Close on the heels of the Bainbridge Island showing of “Against the Tide,” a movie chronicling the demise of the once-colorful at-anchor liveaboard community in Bainbridge’s Eagle Harbor, the city of Bainbridge Island has announced the availability of eight spots in the open water marina that was created in the wake of the controversy.
The open water marina, the only one of its kind in Washington State, was the compromise created between the city and the state Department of Natural Resources (DNR) in order to accommodate some number of liveaboard boats in the harbor while still complying with DNR lease regulations. DNR controls the state-owned aquatic lands under much of Washington’s waterways, and under its rules, boats generally may not anchor longer than thirty days in one location.

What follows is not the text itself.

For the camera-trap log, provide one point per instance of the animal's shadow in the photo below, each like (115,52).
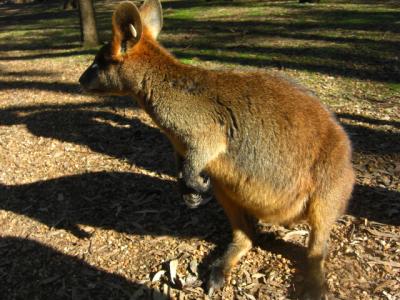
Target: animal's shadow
(31,270)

After a five year process set in motion by a private citizen’s group suing DNR to enforce the thirty day restriction in Eagle Harbor, the city agreed to lease the harbor under terms which would allow it to sub-lease permanent spaces to individual tenants for year-round moorage.

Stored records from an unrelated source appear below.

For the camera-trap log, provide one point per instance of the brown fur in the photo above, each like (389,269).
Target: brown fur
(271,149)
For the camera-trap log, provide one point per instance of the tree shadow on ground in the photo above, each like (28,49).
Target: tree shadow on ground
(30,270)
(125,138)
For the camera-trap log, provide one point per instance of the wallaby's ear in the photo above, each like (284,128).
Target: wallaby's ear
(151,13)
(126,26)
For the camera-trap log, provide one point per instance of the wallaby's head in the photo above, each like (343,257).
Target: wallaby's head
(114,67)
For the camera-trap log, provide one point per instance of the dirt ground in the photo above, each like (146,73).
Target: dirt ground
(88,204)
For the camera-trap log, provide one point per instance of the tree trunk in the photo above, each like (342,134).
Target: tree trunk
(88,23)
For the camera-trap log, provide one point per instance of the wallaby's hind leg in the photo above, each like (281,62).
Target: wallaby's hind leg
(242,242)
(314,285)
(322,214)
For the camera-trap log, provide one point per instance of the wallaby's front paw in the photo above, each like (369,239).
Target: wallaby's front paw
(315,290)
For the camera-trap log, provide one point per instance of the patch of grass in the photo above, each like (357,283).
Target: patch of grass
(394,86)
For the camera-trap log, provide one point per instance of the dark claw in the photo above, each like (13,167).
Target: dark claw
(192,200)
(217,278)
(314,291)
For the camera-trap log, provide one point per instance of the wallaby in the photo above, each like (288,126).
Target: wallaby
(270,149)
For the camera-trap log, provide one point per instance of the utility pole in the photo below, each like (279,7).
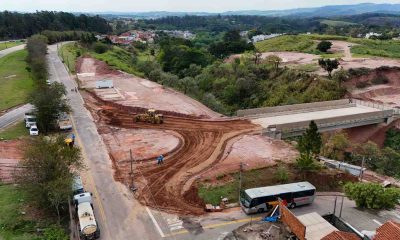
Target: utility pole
(132,187)
(240,179)
(362,169)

Today, a total of sixteen spaces are available, but the tenancy has dropped to only eight occupants. The city is now accepting applications to fill the other eight available spaces. There are spaces available both on the lineal mooring system and on fore-and-aft moorings set throughout the harbor. Rates start at an extremely reasonable $100 per month; the tenant also is required to keep a minimum of $300,000 of liability insurance on their vessel. The term of the lease is one year.
Applications, a map of the marina, and the terms of the sublease can be downloaded from the city website here.
Applications are due by 4pm, December 2, 2013.